ICYMI: @LindseyGrahamSC discusses new voter laws as some question recent voter restrictions that were signed into law in Georgia. #FoxNewsSunday pic.twitter.com/wYXSapamGu
— FoxNewsSunday (@FoxNewsSunday) March 28, 2021

A Republican majority in Georgia’s legislature passed the stringent new measures last week. It comes on the heels of President Joe Biden’s victory in the state—the first time a Democrat has captured Georgia’s electoral votes in nearly three decades—and a pair of Democratic wins for the state’s senate seats. Georgia is just one of many Republican-controlled states that are considering or have passed voter suppression laws after the GOP’s losses in 2020.
The provision that criminalizes providing food and water to voters has drawn particular fury from Democrats and voting rights activists. During the 2020 election, it was not uncommon for voters to wait several hours to cast their ballots in person—especially nonwhite voters, whose neighborhoods had seen a reduction in polling places as state officials shrunk the overall numbers statewide along racial lines. The new law also curbs the number of ballot drop boxes, implement strict voter ID requirements for absentee ballots, and cuts off early voting days to a time when many people are still at work.
Graham took no issue with the rest of the restrictions during his Fox News appearance, even as Wallace confronted him on their specifics. The South Carolina senator, who reportedly tried to convince Georgia’s secretary of state to discount ballots during the 2020 election, instead pivoted to a tirade against congressional Democrats for painting the GOP as racist. Graham claimed the party was using that portrayal to push for their democracy reform bill, H.R. 1, which he slammed as “the biggest power grab in history.”

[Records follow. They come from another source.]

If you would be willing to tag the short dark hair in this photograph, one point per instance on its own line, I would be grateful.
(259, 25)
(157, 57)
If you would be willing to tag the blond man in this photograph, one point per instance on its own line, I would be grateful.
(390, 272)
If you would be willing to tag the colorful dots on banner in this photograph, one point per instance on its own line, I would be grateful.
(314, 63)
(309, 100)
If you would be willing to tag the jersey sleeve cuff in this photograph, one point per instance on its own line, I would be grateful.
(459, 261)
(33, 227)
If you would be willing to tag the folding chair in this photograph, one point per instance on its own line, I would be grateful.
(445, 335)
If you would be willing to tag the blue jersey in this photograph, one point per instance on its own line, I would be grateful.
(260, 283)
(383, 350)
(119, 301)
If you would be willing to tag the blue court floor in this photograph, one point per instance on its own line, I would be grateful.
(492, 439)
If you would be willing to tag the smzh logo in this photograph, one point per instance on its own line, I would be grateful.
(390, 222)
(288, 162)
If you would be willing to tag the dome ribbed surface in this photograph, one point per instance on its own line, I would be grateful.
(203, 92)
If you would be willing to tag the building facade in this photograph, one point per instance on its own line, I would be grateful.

“Any time a Republican does anything, you’re a racist, if you’re a white conservative, you’re a racist,” Graham said. “They use the racism card to advance the liberalism agenda. H.R. 1 is sick, not what they’re doing in Georgia.”
Graham also criticized Biden’s recent comments that the filibuster is a relic of the Jim Crow era, something that former President Barack Obama also said during a eulogy for the late Rep. John Lewis (D-Ga.).  “You know what’s sick is that the president of the United States played the race card continuously in such a hypocritical way,” Graham scoffed.
Graham and his GOP senate colleagues have been on the defensive about Georgia’s measures, dismissing the outrage that they’re trying to make it harder to vote. Speaking on Meet the Press on Sunday morning, Sen. Pat Toomey (R-Pa.) claimed that Georgia’s new law won’t suppress votes. He raised the threat of ballot harvesting, a common and baseless GOP attack. Senate Minority Leader Mitch McConnell (R-Ky.) said in a hearing this week that “states are not engaging in trying to suppress voters whatsoever.”